The results of this study showed that myocardium histological examination exhibited a significant tissue injury with cytoplasmatic vacuolization, picnotic nucleus, apoptotic and necrotic areas. These results supported the findings of previous studies by Carvalho KA et al. showed that DOX treatment increased myocardial cytoplasmatic vacuoles in rat heart [26].
Stem cell transplantation may be considered as an option to prevent or repair cardiac injuries due to promising data from experimental studies involving several heart failure models [27]. Various undifferentiated stem cell sources have been proposed for regenerative medicine, each having their advantages and disadvantages. Autologous SM is acceptable candidates due to their easy isolation, great proliferative potential, and absence of tumorigenicity [28].
Animal studies have demonstrated that the transplantation of autologous SM ameliorated the mechsanical function and electrical activity of the animal heart after experimentally induced myocardium infarction [29,30]. In many instances, however, transplanting SM to injured heart area is not enough for repair the cardiac lesion, since angiogenesis also plays an important role in myocardial regeneration [31]. Furthermore, other main disadvantage of SM application is an increased risk of arrhythmias [32].
MSCs are advantageous because they can be isolated from a variety of different tissues, including bone marrow, adipose tissue, and cord blood and can differentiate in different cells lineages, including cardiomyocytes, skeletal myoblasts, chondrocytes, and adipose tissue [33].
However, MSCs cocultured with neonatal cardiomyocytes displayed limited cardiomyogenic plasticity and no significant cardiomyocyte differentiation after transplantation, in a mouse model of myocardial infarction [19]. Thus, MSCs potential clinical benefits for myocardial repair shows to be quite limited when used as unique cell source for cell-based therapy. One of the most interesting MSCs therapy aspects concerns about their angiogenic potential. MSCs transplantation can also contribute to therapeutic revascularization, increasing the blood supply [34]. Although MSCs support this therapeutic process, the relevance of their differentiation into endothelial lineages is still questioned [35].
In this way, the coculture of SM and MSCs seems to be a feasible alternative to restores cardiac function through the replacement of damaged cells by healthy ones and the increase of myocardial revascularization and blood supply [20]. In addition, other advantage of the coculture model is diminish the operational costs of the cultures and expansion [36].

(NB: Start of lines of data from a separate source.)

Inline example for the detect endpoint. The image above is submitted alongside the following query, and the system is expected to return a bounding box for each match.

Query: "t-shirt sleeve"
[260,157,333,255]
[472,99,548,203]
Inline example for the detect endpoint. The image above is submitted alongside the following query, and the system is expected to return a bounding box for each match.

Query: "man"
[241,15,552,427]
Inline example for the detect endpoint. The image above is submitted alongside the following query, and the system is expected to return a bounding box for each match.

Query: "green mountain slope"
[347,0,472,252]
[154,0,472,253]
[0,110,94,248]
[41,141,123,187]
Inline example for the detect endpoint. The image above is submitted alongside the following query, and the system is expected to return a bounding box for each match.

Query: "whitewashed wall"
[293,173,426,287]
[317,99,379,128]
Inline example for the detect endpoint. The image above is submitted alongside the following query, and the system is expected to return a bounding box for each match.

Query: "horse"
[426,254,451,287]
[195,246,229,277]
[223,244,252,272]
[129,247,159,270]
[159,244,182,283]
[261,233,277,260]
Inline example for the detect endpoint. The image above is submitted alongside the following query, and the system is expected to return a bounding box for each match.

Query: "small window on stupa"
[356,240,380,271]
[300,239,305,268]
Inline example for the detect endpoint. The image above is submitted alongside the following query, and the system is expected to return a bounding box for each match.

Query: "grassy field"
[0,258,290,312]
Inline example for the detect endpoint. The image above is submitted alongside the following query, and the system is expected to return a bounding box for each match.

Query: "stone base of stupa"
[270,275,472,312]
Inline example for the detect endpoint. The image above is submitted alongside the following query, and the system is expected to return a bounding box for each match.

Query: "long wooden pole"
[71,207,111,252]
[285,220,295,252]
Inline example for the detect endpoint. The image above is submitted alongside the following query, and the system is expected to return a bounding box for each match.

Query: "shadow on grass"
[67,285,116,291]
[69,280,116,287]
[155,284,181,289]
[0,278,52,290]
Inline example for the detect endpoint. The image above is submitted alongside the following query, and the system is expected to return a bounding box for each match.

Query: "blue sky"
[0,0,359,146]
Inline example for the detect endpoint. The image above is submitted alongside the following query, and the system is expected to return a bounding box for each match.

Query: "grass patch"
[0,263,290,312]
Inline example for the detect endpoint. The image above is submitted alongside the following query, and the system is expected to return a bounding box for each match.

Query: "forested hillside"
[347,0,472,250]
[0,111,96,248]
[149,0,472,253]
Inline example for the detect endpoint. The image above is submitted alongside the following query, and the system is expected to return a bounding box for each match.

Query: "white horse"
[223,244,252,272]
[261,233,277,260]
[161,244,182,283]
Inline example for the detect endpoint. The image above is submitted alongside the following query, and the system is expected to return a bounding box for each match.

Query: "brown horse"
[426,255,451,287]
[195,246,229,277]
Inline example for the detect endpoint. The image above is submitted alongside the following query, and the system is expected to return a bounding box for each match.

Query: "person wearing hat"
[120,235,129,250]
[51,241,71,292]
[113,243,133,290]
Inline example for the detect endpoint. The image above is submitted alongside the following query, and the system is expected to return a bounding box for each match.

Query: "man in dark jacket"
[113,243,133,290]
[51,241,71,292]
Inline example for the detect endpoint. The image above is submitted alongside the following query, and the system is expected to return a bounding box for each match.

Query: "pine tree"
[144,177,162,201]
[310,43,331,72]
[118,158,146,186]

In conclusion, the efficacy and safety of the transplantation of coculture into a rat model doxorubicin-induced cardiotoxicity was demonstrated. The beneficial effects of coculture may be mediated at least in part by their differentiation into muscle and vascular cells, attributed to the abundance of various growth factors such as antiapoptotic and vascular. However, new researches and further investigations are also require to promote a better understanding about cells coculture treatment protocols and regenerative medicine.
We thank The Pelé Pequeno Principe Institute for flow cytometric analysis.